EDUCATION SYSTEM IN EUROPE. STRENGHTS AND WEAKNESSES. Conclusions Antonio Pérez Gómez (Spanish educational theory expert)

In July 2024 we started this series of articles about the current state of Education in Europe, and now it is time to draw overall conclusions.
For much of modern history, Europe has viewed itself—and been viewed by others—as the intellectual heart of the world. Its universities, from Bologna to Oxford, have symbolised rigorous scholarship and innovation. Its thinkers have shaped educational philosophy from ancient Greece to the Humboldtian model. And yet, in the 21st century, this traditional centre of academic excellence finds itself increasingly challenged—not only by North America and Asia, but also by the legacy of its own reforms. Today, a closer look reveals a more fragmented picture of European education—one where excellence coexists with stagnation, and innovation is often undermined by instability.
One of the clearest indicators of this shift is found in global university rankings. In the 2026 edition of the QS World University Rankings, only five European institutions appear in the top 20—and four of them are in the United Kingdom, no longer an EU member. Outside these elite examples, many European universities struggle with bureaucratic inertia, limited funding, and governance constraints that hamper their global competitiveness.
In response to these challenges, the European Union has implemented broad structural reforms. The Bologna Process was meant to harmonise academic standards, ease mobility, and increase transparency across 49 countries. Erasmus+, its flagship exchange programme, has enabled millions of students and educators to study and work across borders. These are no small achievements. Yet critics argue that reforms have often prioritised form over substance—standardising degrees without fundamentally enhancing educational quality.
At the national level, models like Finland stand out as islands of success. Finnish schools are internationally admired for their equity, teacher quality, and student well-being. But even Finland’s approach, while inspiring, has proven difficult to replicate. Countries attempting to adopt its methods often overlook the deep cultural values—trust, autonomy, consensus—that underpin its success.
Other cases reveal the pitfalls of more politicised or fragmented systems. Spain, for instance, has introduced eight national education laws since the late 1970s, each aligned with the ruling party’s ideology. The result has been a system characterised by legislative volatility, low teacher morale, limited accountability, and one of the highest school dropout rates in the EU. Despite ambitious rhetoric around inclusion and innovation, many of Spain’s structural challenges—such as poor investment, weak teacher training, and lack of long-term consensus—remain unaddressed.
For Japanese readers, the European experience offers a timely reminder: educational success is not built solely on history or prestige. It requires coherence, stability, and a shared long-term vision that places teachers and learners at the centre. Japan, too, faces pressures—from demographic decline to digital transformation—and must navigate a path that balances cultural values with global competitiveness.
There is also an important lesson in humility.
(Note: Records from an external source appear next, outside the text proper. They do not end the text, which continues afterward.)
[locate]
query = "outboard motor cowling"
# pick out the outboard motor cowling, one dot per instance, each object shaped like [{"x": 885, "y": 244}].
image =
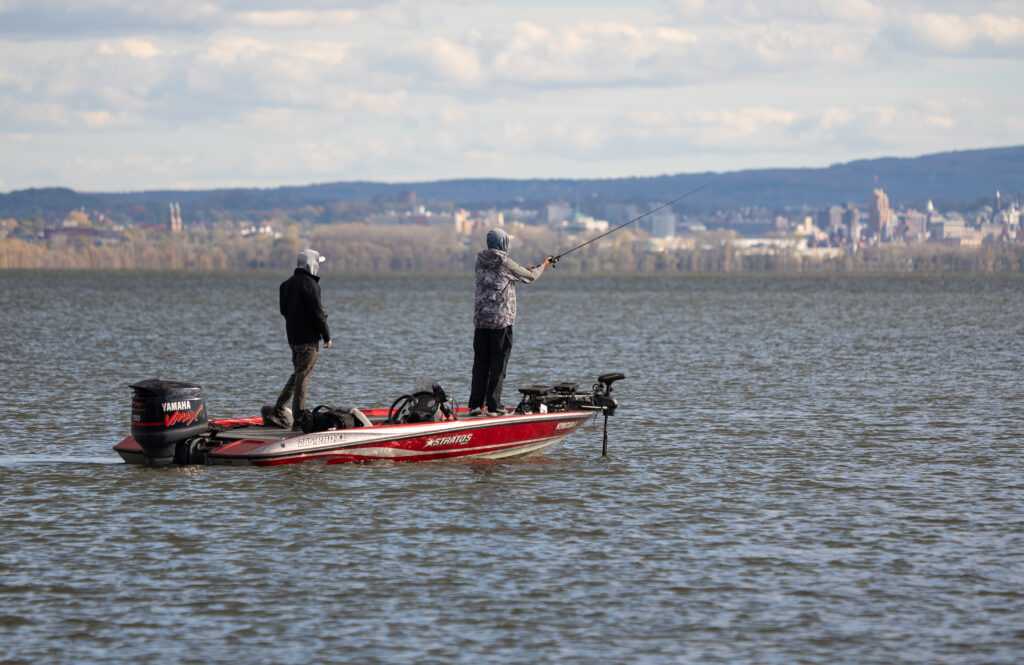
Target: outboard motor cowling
[{"x": 165, "y": 413}]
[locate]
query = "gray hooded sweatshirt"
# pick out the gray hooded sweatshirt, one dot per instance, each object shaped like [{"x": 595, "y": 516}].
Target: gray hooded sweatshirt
[{"x": 496, "y": 278}]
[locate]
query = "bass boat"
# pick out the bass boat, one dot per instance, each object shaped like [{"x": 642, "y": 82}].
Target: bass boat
[{"x": 170, "y": 426}]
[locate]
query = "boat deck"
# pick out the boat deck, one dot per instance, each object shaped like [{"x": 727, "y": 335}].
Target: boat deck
[{"x": 266, "y": 432}]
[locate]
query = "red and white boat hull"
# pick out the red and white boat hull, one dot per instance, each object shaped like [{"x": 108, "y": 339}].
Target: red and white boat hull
[{"x": 481, "y": 438}]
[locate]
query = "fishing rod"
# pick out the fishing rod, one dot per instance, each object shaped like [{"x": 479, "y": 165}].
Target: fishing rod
[{"x": 554, "y": 259}]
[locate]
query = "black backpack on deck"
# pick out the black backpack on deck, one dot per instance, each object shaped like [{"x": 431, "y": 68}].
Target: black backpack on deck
[
  {"x": 324, "y": 418},
  {"x": 428, "y": 403}
]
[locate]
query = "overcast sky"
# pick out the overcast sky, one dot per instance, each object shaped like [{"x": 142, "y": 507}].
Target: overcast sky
[{"x": 131, "y": 94}]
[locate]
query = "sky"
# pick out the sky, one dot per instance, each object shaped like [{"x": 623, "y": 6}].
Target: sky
[{"x": 118, "y": 95}]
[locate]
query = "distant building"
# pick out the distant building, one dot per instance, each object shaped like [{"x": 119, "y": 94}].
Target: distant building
[
  {"x": 880, "y": 215},
  {"x": 175, "y": 221},
  {"x": 830, "y": 219},
  {"x": 663, "y": 223}
]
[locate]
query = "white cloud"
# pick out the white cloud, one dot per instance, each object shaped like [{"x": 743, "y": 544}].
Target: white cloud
[
  {"x": 948, "y": 34},
  {"x": 431, "y": 88},
  {"x": 443, "y": 59},
  {"x": 297, "y": 18},
  {"x": 129, "y": 46}
]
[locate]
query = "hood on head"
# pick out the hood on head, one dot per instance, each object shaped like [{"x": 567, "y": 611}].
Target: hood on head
[
  {"x": 498, "y": 239},
  {"x": 309, "y": 260}
]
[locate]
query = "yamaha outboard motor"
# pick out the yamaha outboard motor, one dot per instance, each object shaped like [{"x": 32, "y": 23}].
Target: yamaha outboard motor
[{"x": 165, "y": 413}]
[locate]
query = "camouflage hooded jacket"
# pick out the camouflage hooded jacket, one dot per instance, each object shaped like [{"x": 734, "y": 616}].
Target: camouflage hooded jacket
[{"x": 496, "y": 278}]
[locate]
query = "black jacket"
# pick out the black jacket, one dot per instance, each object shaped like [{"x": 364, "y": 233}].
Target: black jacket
[{"x": 300, "y": 304}]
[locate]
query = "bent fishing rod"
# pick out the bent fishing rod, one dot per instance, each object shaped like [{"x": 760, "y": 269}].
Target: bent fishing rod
[{"x": 554, "y": 259}]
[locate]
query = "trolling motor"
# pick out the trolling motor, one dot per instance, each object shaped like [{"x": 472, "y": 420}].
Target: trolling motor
[{"x": 565, "y": 397}]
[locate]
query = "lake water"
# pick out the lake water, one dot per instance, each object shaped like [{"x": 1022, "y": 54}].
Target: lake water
[{"x": 821, "y": 469}]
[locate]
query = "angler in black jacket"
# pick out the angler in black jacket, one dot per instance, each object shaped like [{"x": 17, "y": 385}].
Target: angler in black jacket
[{"x": 306, "y": 325}]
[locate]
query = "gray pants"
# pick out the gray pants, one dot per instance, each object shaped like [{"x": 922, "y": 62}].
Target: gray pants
[{"x": 303, "y": 359}]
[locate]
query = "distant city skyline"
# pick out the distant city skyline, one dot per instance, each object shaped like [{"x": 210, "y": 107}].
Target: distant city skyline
[{"x": 117, "y": 95}]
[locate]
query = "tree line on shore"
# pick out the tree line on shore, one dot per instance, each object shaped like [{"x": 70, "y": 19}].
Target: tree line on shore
[{"x": 363, "y": 248}]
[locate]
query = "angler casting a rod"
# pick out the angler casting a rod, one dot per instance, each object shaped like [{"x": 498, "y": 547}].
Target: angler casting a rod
[{"x": 494, "y": 314}]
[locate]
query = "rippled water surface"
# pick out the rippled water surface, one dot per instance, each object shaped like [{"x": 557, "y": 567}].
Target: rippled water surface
[{"x": 803, "y": 470}]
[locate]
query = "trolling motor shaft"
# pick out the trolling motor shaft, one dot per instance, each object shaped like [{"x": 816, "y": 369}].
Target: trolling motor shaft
[{"x": 565, "y": 397}]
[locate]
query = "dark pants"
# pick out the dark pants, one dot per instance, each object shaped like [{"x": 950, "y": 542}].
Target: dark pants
[
  {"x": 303, "y": 359},
  {"x": 491, "y": 358}
]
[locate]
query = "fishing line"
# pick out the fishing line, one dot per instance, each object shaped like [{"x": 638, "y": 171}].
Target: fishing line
[{"x": 554, "y": 259}]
The assumption that Europe holds a permanent leadership role in education is being tested, not only by the rise of American and Asian universities, but also by the realities of European policymaking. Excellence must be earned continually, not inherited.
In a world where innovation cycles are accelerating and the demand for adaptive, inclusive, and resilient education systems is growing, no single region holds all the answers. Instead, the future of education will depend on how well each society learns—not only from its successes, but from its own contradictions.
For policymakers in Japan and beyond, the European case underscores this simple truth: meaningful education reform cannot be imported wholesale. It must be built from within—deliberately, inclusively, and with patience. The question is not whether Europe remains a paradigm, but what kind of paradigm it wants to become.